The Solid Waste Department told the board the existing franchise framework dates to 1972 and was designed for a county population of roughly 30,000; current collection and recycling systems now serve about 215,000 people across the county and cities. The department outlined a two-stage approach: issue termination notices that trigger a six-year wind-down under the existing evergreen contracts, then spend the first three years designing a unified franchise template and negotiating intergovernmental agreements with Bend, Redmond, Sisters and La Pine.
"What we're looking at with the notice of termination ... would then put in place a 6 year wind down," the Solid Waste Department director said, while stressing the county wants to ensure performance standards, facility design and financial transparency are updated to match contemporary service expectations.
Commissioners and public commenters said they supported a modernized franchise that preserves high-performing local service while protecting customers.

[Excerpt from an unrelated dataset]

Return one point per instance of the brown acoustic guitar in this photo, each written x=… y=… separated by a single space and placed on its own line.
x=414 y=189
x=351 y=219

One caller who identified herself as a long-time Cascade Disposal customer praised the company's responsiveness but warned that changing ownership (Cascade is now a subsidiary of a national firm) argues for stronger county contract protections, not for excluding incumbent local operators.
Commissioner (speaker 8) moved to authorize the Solid Waste Department director to issue notices of termination to franchise holders in the unincorporated county to initiate the six-year wind down and to lead a coordinated countywide RFP/procurement process targeting 10- to 15-year agreement terms; the board seconded and recorded affirmative votes to proceed.
Key implementation details the board heard: the county is considering major investments (staff cited potential landfill and processing facilities in the Bend area and estimated potential capital investment "in the neighborhood of up to a $125,000,000"), incumbent haulers hold an infrastructure advantage (carts and equipment), cities would continue to set rates under intergovernmental agreements, and the county will pursue financial transparency and performance standards in any new contracts.
The board directed staff to coordinate with cities on franchise design and procurement, and to return with steps and timelines. The action begins a multi-year transition rather than an immediate contract termination.
What happens next: staff will develop the coordinated franchise template, continue discussions with city partners and incumbent haulers, and, if necessary, prepare an RFP to solicit competing proposals. The record does not include a detailed roll-call vote tally in the public transcript; commissioners recorded affirmative responses to proceed on the motion.